Quem são os suspeitos?

Apesar do trauma, a jovem conseguiu fornecer detalhes importantes sobre os agressores para o registro policial. Ela informou que eram dois policiais militares e descreveu as características físicas da dupla, um dos policiais era de estatura alta e pele branca, o outro policial era de estatura baixa e pele morena.

Ambos vestiam o uniforme azul padrão da Polícia Militar de Mato Grosso e utilizavam uma viatura de modelo pequeno, destacando que não se tratava de uma caminhonete.

Próximos passos da investigação

O boletim de ocorrência foi lavrado pelo policial militar Cleyton de Matos Silva. O documento garante que, diante da gravidade dos relatos, a vítima e sua mãe foram encaminhadas para a Delegacia de Polícia Judiciária Civil (DPJC) da cidade vizinha, Matupá, para que as devidas providências investigativas sejam tomadas.

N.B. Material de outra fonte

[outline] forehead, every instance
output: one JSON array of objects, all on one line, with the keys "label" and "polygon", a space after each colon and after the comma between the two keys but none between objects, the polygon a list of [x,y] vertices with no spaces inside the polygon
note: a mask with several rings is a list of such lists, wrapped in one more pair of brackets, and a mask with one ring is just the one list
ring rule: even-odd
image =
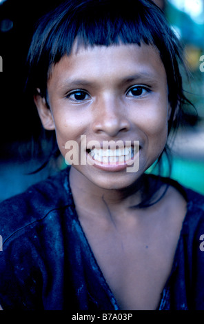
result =
[{"label": "forehead", "polygon": [[74,46],[69,56],[63,57],[52,68],[48,85],[63,87],[76,80],[116,81],[130,76],[147,81],[165,79],[159,50],[145,44]]}]

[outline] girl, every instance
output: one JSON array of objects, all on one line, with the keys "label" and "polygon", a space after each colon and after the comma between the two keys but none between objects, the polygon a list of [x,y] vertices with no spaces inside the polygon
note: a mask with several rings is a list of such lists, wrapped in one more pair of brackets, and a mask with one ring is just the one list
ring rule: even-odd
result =
[{"label": "girl", "polygon": [[1,204],[3,310],[204,309],[203,197],[145,172],[182,115],[180,51],[150,0],[39,21],[27,87],[70,166]]}]

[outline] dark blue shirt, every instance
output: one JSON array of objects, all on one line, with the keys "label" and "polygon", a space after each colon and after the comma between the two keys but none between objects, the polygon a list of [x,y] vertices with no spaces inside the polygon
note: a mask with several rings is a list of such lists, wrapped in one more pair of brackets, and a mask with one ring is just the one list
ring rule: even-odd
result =
[{"label": "dark blue shirt", "polygon": [[[119,310],[78,220],[68,171],[0,204],[3,310]],[[158,310],[204,310],[204,197],[170,182],[187,211]]]}]

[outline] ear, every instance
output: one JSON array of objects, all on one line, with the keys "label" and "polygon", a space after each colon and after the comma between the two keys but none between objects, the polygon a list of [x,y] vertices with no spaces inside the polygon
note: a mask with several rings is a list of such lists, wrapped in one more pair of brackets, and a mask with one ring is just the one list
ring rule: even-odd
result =
[{"label": "ear", "polygon": [[43,126],[45,130],[53,130],[55,129],[55,125],[51,110],[48,107],[45,99],[41,96],[40,90],[37,89],[37,94],[34,95],[34,101]]},{"label": "ear", "polygon": [[170,120],[170,117],[171,117],[172,110],[172,109],[170,103],[169,102],[169,104],[168,104],[168,121]]}]

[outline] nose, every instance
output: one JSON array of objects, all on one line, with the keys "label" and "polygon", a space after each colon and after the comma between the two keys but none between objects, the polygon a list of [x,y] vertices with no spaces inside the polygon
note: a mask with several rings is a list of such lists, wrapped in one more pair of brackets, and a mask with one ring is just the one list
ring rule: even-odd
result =
[{"label": "nose", "polygon": [[93,131],[114,137],[130,128],[130,123],[123,103],[114,99],[101,99],[94,108]]}]

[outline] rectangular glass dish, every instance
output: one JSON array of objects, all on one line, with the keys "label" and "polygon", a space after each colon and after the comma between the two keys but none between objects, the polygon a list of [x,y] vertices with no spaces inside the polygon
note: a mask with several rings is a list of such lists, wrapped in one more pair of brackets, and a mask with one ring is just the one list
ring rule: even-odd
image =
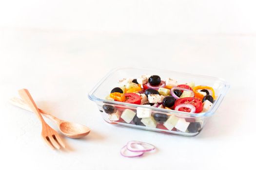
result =
[{"label": "rectangular glass dish", "polygon": [[[215,102],[208,111],[195,114],[105,99],[106,96],[109,95],[111,89],[117,86],[119,80],[127,78],[136,78],[145,74],[158,75],[161,78],[163,78],[163,80],[170,77],[177,80],[179,84],[193,82],[197,85],[206,85],[212,87],[215,91]],[[103,119],[109,123],[163,133],[184,136],[194,136],[201,132],[208,119],[216,112],[226,95],[229,86],[229,85],[224,80],[211,76],[169,70],[125,68],[116,68],[110,71],[91,90],[88,94],[88,97],[96,102]],[[102,106],[106,104],[114,106],[115,110],[118,112],[119,116],[121,116],[122,112],[126,109],[130,109],[135,113],[137,113],[137,109],[150,110],[152,117],[156,113],[165,114],[168,117],[167,121],[170,121],[174,124],[174,125],[173,127],[165,126],[168,127],[167,128],[163,126],[163,123],[156,122],[154,123],[156,124],[153,126],[154,127],[152,127],[151,126],[146,126],[143,124],[136,125],[133,121],[127,123],[121,119],[116,121],[111,121],[109,119],[109,114],[105,113],[102,109]],[[155,125],[156,125],[156,127],[155,127]],[[186,129],[190,125],[196,126],[197,130],[188,130]],[[180,127],[180,129],[183,130],[178,130],[177,129],[177,129],[176,128],[177,128],[178,126]]]}]

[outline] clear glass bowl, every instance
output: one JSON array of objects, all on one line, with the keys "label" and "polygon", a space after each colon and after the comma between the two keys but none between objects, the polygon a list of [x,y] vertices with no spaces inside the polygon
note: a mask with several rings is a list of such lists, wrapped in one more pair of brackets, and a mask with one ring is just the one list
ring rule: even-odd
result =
[{"label": "clear glass bowl", "polygon": [[[118,80],[123,78],[136,78],[142,74],[158,75],[162,80],[170,77],[177,80],[179,84],[194,82],[196,83],[196,85],[205,85],[211,86],[215,90],[216,98],[213,105],[209,111],[198,114],[189,113],[144,105],[111,101],[105,99],[106,96],[109,95],[111,90],[117,86]],[[214,77],[169,70],[125,68],[116,68],[110,71],[89,93],[88,97],[96,103],[103,119],[109,123],[163,133],[184,136],[194,136],[199,134],[205,125],[208,118],[215,113],[226,95],[229,86],[229,85],[224,80]],[[173,128],[169,126],[167,129],[163,125],[162,123],[160,123],[157,122],[155,122],[157,123],[157,127],[155,128],[145,126],[143,124],[137,125],[134,123],[133,121],[129,123],[127,123],[121,119],[117,121],[111,121],[109,119],[109,114],[105,113],[102,109],[102,106],[104,104],[113,106],[116,110],[120,112],[120,114],[121,114],[125,109],[129,109],[136,112],[138,108],[140,109],[142,108],[148,108],[151,111],[152,116],[153,116],[156,113],[165,114],[168,119],[172,116],[175,120],[173,120],[173,121],[172,121],[171,122],[176,124],[173,124],[174,127]],[[178,129],[183,130],[179,130]]]}]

A partir de agora, o caso deve ser tratado por meio de um Inquérito Policial conduzido pela Polícia Civil, que será responsável por ouvir formalmente a vítima, solicitar exames de corpo de delito para comprovar as lesões relatadas, buscar possíveis imagens de câmeras de segurança na rota descrita e identificar os policiais que estavam de plantão com a viatura descrita na data e horário do crime.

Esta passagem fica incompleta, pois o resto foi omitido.